Wu wants to test electric school buses
Plans to fully electrify fleet by 2030
STATE HOUSE NEWS SERVICE
BOSTON WILL ROLL in a small number of electric school buses next school year in a pilot program geared toward fully electrifying the city’s fleet in the next eight years, Mayor Michelle Wu announced Wednesday, and the city is also laying groundwork for vocational training around electric vehicles.
Up to 20 electric buses will replace diesel buses in the 2022-2023 school year, Wu said, and the limited rollout will give the city a chance to test-drive the needs associated with electric buses, such as charging infrastructure and maintenance.
Wu said the goal is to fully electrify the fleet — which currently stands at around 700 buses, of which half are diesel-powered — by 2030.
“This will be the trainer model, because then we will be training our young people to be able to step into these jobs right away,” Wu told reporters at Roxbury’s Madison Park Technical Vocational High School, where she said electric vehicle training will be integrated into the core curriculum starting this fall.

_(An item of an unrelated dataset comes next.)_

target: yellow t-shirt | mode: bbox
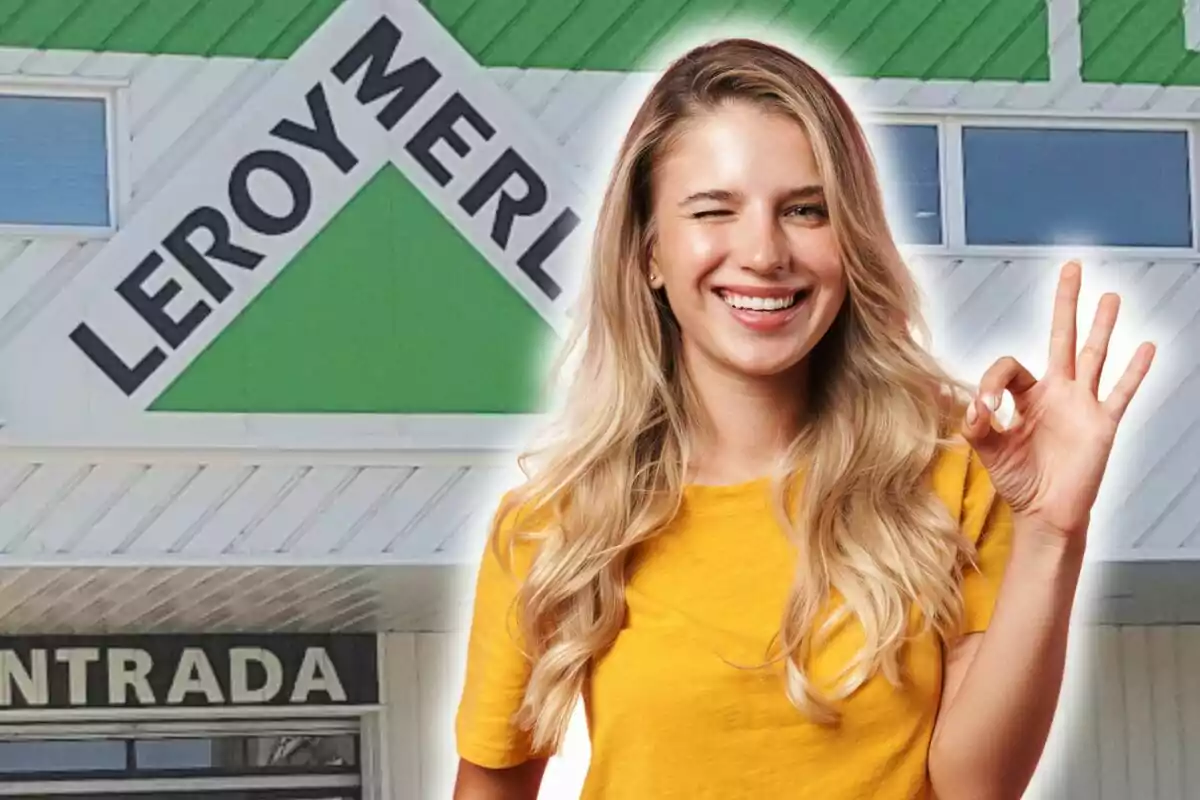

Bill Coughlin, the city’s central fleet maintenance director, highlighted how auto service is changing with the proliferation of EVs.“It is beyond where we started out — points, plugs, condenser, rotate the tires, drum brakes. We are gone. We are into modules, more modules, and computers. And if they don’t talk to each other, machine’s down. Then it’s your job to figure it out,” Coughlin said, gesturing to a group of students, “and I know you all will.”